Well, you're entirely right. It was the policy position before Madeline King put out her paper, and nothing's changed after the paper, which is what flummoxes me. I can't quite understand that necessity for it at all. The argument is that Australia needs access to reasonably priced gas to make the transition. But the truth here is that Australia has lots of gas, but we export eighty percent of the gas,
mostly to countries in Asia. China actually burns more Australian gas than Australias and now the solution that's being proposed is to dig up more gas. King lauded the fact that last financial year LNG liquefied natural gas exports were Australia's second largest export by value, and that they earned something like ninety two billion dollars and employed some twenty thousand people. Well, my first point would be twenty thousand people isn't really that many In the grand scheme of things.
Woolworth's employs ten times as many people as the gas industry. It is not very labor intensive. Meanwhile, China, Japan, South Korea are burning far more Australian gas than Australia does,
and global climate change continues apace. So if Madeline King is troubled by any of this, by the climate change consequences of mining lots more gas, by the fact that it is not want the economic bourn that it's portrayed to be, it certainly isn't apparent in her glowing portrayal of Australia's gas driven future in the strategy that she put out a week or so back.
Mike, thanks so much for your time today.
Thank you.
We'll have more after this break.
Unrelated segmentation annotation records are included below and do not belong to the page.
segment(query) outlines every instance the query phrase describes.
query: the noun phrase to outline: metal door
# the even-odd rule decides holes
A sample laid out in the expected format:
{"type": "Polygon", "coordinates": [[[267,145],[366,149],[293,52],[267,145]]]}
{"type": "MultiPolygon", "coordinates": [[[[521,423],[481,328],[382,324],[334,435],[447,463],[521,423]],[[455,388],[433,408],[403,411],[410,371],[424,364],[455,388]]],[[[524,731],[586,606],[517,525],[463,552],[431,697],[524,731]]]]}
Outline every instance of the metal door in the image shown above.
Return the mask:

Also in the news today, several Australians are still in hospital after a Singapore Airlines flight experienced major turbulence and was forced to land at Bangkok Airport. A seventy three year old British Man died and dozens more were injured, some seriously. Fifty six Australians were among the two hundred and eleven passengers and eighteen
crew on board the flight. There's a debate over whether climate change is contributing to more instances of severe turbulence. One recent study found turbulence in jetstreams may double or trouble over the coming decades. And Shadow treasurer Angus Taylor has unveiled the opposition's plans to bring down the cost of housing, putting immigration at the center of the coalition's policy.
During a speech at the National Press Club, Taylor promised a coalition government would temporarily ban foreign investors and temporary residents from buying existing homes. He also said that reduced permanent migration by twenty five percent for two years and cast out on economic modelings suggesting that could lead to a recession. That's all from the seven AM team for today. Thanks for listening. We'll see you again tomorrow.